Я родился после революции, но во мне словно бы изначально жила романтика гражданской войны, романтика беззаветного мужества и бескорыстного служения революции — живым воплощением ее был мой отец. С его смертью все это постепенно уходило из моей жизни, оставаясь лишь в учебниках, в книгах, которые приходилось читать.

Я не знаю точно, что уходило теперь с матерью, знаю только, что-то большое и очень для меня нужное. Мать всегда, с тех самых пор, как я себя помню, была как бы частью меня самого.
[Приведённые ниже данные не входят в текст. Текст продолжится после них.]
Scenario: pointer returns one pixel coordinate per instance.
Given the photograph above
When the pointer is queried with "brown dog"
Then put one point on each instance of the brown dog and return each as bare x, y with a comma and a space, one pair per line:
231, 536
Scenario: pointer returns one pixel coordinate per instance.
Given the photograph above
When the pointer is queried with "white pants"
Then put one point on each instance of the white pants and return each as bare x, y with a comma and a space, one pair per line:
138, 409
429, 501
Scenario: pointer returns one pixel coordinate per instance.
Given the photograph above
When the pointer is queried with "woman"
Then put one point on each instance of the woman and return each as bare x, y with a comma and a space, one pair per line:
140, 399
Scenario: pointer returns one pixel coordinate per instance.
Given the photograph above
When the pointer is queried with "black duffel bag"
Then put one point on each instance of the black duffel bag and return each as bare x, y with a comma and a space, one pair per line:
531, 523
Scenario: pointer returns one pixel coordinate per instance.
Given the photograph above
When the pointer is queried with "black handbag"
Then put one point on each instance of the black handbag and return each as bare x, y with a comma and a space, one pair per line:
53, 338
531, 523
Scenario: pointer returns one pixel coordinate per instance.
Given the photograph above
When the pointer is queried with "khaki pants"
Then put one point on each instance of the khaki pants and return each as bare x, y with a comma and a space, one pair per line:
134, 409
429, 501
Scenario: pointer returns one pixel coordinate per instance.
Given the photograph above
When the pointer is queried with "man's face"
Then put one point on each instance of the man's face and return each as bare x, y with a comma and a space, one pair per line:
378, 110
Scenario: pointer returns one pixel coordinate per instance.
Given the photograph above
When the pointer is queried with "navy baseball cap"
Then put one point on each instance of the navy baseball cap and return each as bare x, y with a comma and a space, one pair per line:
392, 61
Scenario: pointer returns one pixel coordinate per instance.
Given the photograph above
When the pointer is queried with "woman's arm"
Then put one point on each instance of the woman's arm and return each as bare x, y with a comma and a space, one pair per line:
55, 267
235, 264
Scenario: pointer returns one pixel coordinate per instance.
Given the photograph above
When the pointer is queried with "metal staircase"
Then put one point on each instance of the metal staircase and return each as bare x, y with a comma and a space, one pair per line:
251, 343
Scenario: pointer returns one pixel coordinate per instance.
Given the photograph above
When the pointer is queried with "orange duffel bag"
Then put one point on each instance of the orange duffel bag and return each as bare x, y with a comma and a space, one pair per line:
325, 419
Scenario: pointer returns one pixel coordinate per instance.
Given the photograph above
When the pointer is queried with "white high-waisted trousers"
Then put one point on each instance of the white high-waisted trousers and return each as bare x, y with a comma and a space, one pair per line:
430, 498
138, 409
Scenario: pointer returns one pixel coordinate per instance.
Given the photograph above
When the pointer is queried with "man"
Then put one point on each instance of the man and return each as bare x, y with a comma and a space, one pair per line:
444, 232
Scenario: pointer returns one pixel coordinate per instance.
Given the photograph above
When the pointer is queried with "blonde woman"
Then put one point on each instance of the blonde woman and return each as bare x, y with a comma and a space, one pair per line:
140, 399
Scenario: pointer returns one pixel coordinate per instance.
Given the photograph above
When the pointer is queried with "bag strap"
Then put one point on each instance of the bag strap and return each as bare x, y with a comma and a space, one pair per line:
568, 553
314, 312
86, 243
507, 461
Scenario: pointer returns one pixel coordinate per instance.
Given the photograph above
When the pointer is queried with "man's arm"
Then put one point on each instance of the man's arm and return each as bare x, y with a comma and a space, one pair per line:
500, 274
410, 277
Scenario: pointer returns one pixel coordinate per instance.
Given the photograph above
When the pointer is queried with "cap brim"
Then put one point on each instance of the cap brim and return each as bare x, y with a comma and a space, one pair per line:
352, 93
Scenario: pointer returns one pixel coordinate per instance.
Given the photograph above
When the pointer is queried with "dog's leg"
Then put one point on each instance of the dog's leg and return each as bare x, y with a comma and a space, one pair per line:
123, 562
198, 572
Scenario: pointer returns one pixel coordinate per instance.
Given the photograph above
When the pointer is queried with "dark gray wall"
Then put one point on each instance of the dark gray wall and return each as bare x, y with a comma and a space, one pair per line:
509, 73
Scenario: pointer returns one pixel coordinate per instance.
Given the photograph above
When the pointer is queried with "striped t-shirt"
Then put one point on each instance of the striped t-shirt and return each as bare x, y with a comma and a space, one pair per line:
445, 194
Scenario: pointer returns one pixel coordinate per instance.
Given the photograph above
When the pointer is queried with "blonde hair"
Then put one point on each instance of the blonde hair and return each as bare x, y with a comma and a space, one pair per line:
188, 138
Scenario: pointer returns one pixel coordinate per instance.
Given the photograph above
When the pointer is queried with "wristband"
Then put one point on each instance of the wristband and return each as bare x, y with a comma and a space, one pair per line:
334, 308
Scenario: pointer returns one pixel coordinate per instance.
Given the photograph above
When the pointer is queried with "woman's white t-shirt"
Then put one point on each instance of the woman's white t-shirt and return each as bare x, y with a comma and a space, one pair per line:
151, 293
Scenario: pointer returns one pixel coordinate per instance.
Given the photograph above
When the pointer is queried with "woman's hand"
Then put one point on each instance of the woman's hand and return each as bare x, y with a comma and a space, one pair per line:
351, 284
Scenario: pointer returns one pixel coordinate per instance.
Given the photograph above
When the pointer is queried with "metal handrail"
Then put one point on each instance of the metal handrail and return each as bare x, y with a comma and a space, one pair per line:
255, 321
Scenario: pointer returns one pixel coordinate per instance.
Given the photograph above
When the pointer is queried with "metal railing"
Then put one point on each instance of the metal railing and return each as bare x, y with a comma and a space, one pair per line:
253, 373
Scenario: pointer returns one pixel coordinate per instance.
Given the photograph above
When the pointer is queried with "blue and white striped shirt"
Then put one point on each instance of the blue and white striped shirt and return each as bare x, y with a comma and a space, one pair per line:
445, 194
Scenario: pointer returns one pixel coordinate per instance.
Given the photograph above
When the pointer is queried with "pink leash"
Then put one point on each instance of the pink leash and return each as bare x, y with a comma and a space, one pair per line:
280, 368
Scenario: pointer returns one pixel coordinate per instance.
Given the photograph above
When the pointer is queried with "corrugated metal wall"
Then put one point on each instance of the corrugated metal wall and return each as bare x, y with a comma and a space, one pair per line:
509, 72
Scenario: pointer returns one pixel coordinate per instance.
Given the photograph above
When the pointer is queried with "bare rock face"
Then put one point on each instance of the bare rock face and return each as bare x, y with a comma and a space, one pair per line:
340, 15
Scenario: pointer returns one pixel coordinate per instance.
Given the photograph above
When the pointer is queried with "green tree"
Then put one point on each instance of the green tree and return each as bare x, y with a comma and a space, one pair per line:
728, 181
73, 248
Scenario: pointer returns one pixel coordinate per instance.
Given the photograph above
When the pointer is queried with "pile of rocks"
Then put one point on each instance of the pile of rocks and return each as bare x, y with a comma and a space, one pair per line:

Все детство — это не только я, это и мать. Вспомню ли зимние метельные вечера и себя на теплой печи — тут же увижу и мать: она нам в эти долгие вечера рассказывала чудесные сказки. Вспомню ли жаркое лето, себя увижу в саду — обязательно и мать увижу рядом: вон она срывает мне самые спелые, аж черные вишни, самые сладкие яблоки. Первый свой шаг по земле сделал — мать за руку вела; в школу пошел — мать провожала; в ночное поехал — мать одевала, никогда не забывая сунуть за пазуху вкуснейшую вещь — вкруто посоленную и завернутую в тряпицу краюху хлеба.

Радость какая — к матери бежишь, с ней первой делишься; палец порезал, ногу на гвоздь напорол — к кому же, как не к матери, идешь, хоть тебе и давно не пять, а десять или даже пусть пятнадцать лет…

Вместе с матерью уходила из жизни и часть меня самого — часть моего детства и моей юности.

3

Мне бы лучше было, наверное, уехать в Москву, а не оставаться дома, где все на каждом шагу напоминало о матери, где каждый новый день заново бередил еще не утихшую боль.

И все-таки я остался на лето в Кузьминском.

Как-то утром, умываясь у крыльца, я увидел в конце улицы людей с косами. Подымавшееся солнце тускло поблескивало на отсветленных лезвиях и издали делало похожими косцов на отделение солдат, несущих на плечах винтовки с примкнутыми к ним плоскими штыками. Но, когда косари подошли поближе, я понял, что сравнение не годится: это шли бабы, и ни в их походке, ни в одежде ничего воинственного, ничего солдатского не было.

И хотя я слышал раньше, знал по письмам, что во время войны нужда научила женщин делать нашу мужскую работу, мне было непривычно видеть такую картину. Я вырос в деревне, но ни разу не видел с косой в руке женщину. И тяжела эта работа, и просто у нас так не было принято.

Перед полднями, выйдя за двор, я снова увидел косцов. Они косили на ближнем поле зеленую вику с овсом, и я залюбовался их работой.

Бабы широко, по-мужски взмахивали косами и привычно легко, с густым шумом подрезали сочную зелень.